Dengan memilih energi matahari dan angin, Jerman dan Belanda lebih bijak dibandingkan dengan Jepang. Sebab, bioetanol dari kebun algae itu nantinya tetap akan dibakar juga. Meskipun metanol (hydroxymethane, methyl alcohol, wood alcohol, carbinol) dan etanol (ethyl alcohol, grain alcohol, hydroxyethane, EtOH) lebih sehat dibandingkan dengan bahan bakar fosil, dampaknya terhadap pemanasan global tetap tinggi. Hanya saja, bahan bakar ini akan terus terbarui, hingga ketersediannya selalu terjamin. Selain energi matahari dan angin, masih ada lagi energi ombak (sebenarnya juga angin), aliran air, dan panas bumi.

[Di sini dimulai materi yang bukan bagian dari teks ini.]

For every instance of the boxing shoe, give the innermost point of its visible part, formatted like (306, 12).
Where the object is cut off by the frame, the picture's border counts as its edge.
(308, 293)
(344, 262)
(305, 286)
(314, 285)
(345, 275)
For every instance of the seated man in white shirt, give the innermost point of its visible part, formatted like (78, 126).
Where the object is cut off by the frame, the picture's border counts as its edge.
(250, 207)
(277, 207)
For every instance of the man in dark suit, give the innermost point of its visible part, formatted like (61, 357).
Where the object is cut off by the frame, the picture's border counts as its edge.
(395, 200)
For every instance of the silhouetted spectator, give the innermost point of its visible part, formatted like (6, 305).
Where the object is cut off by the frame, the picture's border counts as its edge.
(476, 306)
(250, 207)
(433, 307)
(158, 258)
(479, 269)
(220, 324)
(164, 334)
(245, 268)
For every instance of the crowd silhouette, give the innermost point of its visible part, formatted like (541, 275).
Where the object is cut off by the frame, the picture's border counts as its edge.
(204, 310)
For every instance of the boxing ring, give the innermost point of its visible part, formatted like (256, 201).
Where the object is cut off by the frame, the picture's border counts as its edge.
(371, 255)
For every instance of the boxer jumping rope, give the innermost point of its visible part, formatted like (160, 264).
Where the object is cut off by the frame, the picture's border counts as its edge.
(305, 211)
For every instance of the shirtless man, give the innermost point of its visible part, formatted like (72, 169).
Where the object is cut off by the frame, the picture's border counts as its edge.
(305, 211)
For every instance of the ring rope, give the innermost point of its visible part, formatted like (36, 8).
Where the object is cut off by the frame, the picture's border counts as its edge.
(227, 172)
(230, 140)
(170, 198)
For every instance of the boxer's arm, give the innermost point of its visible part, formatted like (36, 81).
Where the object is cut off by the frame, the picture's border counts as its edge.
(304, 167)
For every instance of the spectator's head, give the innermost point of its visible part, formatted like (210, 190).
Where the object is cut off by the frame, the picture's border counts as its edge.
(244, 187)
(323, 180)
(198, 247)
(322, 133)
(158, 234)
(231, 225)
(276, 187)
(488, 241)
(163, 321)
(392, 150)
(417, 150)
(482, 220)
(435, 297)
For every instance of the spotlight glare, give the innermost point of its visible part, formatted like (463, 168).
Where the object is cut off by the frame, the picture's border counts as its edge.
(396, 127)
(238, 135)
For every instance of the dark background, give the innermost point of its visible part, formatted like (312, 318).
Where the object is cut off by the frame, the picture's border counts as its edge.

Indonesia selama ini telah terbuai oleh booming panen BBM dan gas pada era 1970 dan 1980-an. Akibatnya, kita lalai memerhatikan energi angin, matahari, ombak, air, dan panas bumi. Investasi energi alam yang tidak berdampak ke pemanasan global ini memang berbiaya amat tinggi. Namun, itulah yang harus didanai negara-negara maju jika semua manusia di Bumi tidak ingin punah dalam waktu dekat. Pertanyaannya, apakah semua negara maju tulus ingin meredam pemanasan global?
Krisis energi
Negara maju sebenarnya akan lebih memerhatikan kepentingan sendiri ketimbang kepentingan global. Ibarat kapal terancam tenggelam, masing-masing ingin cari selamat sendiri. Krisis energi akibat habisnya minyak bumi dan gas alam lebih menjadi keprihatinan negara maju dibandingkan dengan isu pemanasan global. Sebab, tingkat ketergantungan semua negara terhadap minyak bumi dan gas begitu tinggi.
AS relatif tenang karena cadangan minyak mentahnya amat besar, baik yang sudah di depot maupun yang ada di Alaska.
Maka, ada dua hal yang harus dibedakan. Krisis energi akibat habisnya bahan bakar fosil akan disikapi semua negara dengan mengembangkan energi alternatif. Biofuel, metanol, etanol, dan hidrogen adalah alternatif paling rasional. Namun, bahan bakar itu tetap akan berdampak ke pemanasan global. Terutama, jika volume dan intensitas pembakarannya kini terus naik melebihi konsumsi energi fosil. Jika yang menjadi isu utama adalah pemanasan global, ada dua upaya mutlak menjadi perhatian dunia.
Pertama, perbanyak energi tanpa pembakaran, misalnya tenaga matahari, angin, ombak, air, dan panas bumi.
Kedua, program penghijauan dan penghutanan harus diprioritaskan dengan dana global. Uang negara maju yang selama ini untuk memproduksi senjata dan alat perang harus disisihkan untuk penghijauan. Yang repot adalah Brasil, Indonesia, dan Zaire yang dianggap "paru-paru" utama dunia. Namun, pembabatan hutan sulit dihentikan, sementara negara maju pelit mendanai penyehatan paru-paru dunia ini.